Sometimes I think about America (after looking at Life or The Saturday Evening Post) and it’s like a foreign country. I never went to any of these American things: sock hops, drive-in movies, homecoming games, pajama parties. I might as well be reading National Geographic about Brazil. I never saw a cheerleader with pompons on her ass. I never got laid in a car. I used to look at Archie comics like they were science fiction. Archie and Jughead, Betty and Veronica, with those oxford shoes and school letters on short-sleeved sweaters: Where did all those kind of people live? Not where I lived. Not even where I live now, at HTU-1 Ellyson Field .

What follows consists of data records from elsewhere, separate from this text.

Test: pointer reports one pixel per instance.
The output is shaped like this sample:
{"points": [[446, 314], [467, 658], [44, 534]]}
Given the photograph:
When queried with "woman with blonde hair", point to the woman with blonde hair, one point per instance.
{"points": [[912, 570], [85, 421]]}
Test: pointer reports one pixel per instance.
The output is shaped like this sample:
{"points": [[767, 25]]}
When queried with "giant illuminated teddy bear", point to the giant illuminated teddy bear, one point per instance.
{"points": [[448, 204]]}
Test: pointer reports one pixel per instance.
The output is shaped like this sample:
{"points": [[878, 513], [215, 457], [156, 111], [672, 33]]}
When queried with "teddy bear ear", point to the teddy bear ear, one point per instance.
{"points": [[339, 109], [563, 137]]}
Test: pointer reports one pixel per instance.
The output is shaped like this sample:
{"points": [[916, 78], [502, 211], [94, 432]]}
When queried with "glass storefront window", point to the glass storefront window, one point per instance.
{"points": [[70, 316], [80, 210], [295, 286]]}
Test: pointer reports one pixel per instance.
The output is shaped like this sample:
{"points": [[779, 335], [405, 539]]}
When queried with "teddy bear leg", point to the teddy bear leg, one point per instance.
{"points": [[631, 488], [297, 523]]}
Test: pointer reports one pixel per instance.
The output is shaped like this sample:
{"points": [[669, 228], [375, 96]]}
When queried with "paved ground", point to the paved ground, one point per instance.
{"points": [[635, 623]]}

Becket told me that the word Dixie came from New Orleans. The French word for ten was dix. And they had a ten-dollar (or franc?) bill with the word dix written on it and all those crazy men who worked on the Mississippi river would get drunk and say, “Got to get down to New Awlins and get me some of them Dixies.” I wonder if Dixie Shafer knows she’s named after money? I think it would make her happy .
Sal’s greatest ambition when he goes to town: to get screwed, blued, and tattooed .

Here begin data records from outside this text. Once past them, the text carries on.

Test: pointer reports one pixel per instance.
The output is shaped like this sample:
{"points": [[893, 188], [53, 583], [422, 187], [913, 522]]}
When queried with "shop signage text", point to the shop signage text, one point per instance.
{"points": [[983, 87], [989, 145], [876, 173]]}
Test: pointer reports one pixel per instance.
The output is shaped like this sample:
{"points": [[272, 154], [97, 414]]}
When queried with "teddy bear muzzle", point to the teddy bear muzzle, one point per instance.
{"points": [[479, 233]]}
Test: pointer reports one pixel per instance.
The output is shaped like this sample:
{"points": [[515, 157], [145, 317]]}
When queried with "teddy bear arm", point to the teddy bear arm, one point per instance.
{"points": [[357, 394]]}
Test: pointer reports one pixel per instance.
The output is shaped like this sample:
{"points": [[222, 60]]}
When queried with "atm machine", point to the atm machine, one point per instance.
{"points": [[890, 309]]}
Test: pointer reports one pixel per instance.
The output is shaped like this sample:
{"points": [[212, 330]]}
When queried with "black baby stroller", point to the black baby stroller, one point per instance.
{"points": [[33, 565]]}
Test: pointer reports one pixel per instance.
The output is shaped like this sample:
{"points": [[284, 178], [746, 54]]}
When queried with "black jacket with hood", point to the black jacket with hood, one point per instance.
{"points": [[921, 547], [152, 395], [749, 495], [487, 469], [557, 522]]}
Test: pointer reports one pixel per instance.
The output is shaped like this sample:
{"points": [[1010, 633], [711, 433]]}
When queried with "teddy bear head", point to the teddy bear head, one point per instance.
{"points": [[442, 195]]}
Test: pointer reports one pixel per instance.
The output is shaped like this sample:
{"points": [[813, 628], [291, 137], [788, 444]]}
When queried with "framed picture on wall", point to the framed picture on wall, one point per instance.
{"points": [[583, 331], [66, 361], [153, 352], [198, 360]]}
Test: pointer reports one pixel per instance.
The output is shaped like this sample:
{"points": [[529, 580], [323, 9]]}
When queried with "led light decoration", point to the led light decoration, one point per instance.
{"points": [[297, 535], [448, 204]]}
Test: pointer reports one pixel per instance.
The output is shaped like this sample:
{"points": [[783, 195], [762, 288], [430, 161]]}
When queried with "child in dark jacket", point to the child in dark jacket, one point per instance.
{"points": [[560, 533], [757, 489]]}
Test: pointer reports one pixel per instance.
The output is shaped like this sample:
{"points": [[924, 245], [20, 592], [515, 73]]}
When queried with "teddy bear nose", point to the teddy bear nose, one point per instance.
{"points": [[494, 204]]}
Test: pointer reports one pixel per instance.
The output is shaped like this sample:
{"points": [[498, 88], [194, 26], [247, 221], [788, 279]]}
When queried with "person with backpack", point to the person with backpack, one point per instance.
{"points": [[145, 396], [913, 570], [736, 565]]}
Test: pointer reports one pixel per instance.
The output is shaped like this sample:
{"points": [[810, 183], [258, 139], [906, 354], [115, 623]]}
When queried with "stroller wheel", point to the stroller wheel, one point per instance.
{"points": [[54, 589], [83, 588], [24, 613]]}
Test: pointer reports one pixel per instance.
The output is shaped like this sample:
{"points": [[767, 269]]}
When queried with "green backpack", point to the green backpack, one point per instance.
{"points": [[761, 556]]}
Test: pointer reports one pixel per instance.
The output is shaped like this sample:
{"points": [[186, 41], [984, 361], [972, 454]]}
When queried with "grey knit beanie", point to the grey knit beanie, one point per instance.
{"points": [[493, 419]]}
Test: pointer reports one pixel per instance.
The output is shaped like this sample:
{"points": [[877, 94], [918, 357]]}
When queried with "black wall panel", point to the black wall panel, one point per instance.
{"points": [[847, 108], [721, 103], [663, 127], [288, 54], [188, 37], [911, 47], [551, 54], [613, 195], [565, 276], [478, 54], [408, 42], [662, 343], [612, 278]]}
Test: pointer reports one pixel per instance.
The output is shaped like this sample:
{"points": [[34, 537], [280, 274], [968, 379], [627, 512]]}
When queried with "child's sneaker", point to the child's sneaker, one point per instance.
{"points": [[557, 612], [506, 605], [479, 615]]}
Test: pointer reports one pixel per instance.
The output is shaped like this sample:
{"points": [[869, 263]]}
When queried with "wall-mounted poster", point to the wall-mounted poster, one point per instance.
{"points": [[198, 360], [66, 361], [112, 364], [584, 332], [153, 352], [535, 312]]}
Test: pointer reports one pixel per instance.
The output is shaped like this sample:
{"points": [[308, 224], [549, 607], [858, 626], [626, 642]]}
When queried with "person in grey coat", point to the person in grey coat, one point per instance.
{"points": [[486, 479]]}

Words for Jew: kike, yid, hebe. Hitler probably used them all .
One morning, Maher called me at the Supply Shack and told me my check had finally arrived. All these years later I remember the great bright lightness of the moment, a kind of fierce exuberance, the sense that I’d just been released from jail. Donnie Ray told me to go cash it and take the rest of the day off, since I’d suffered enough for my country. Coming back from the yeoman’s office with the money in my pocket, I ran into Sal.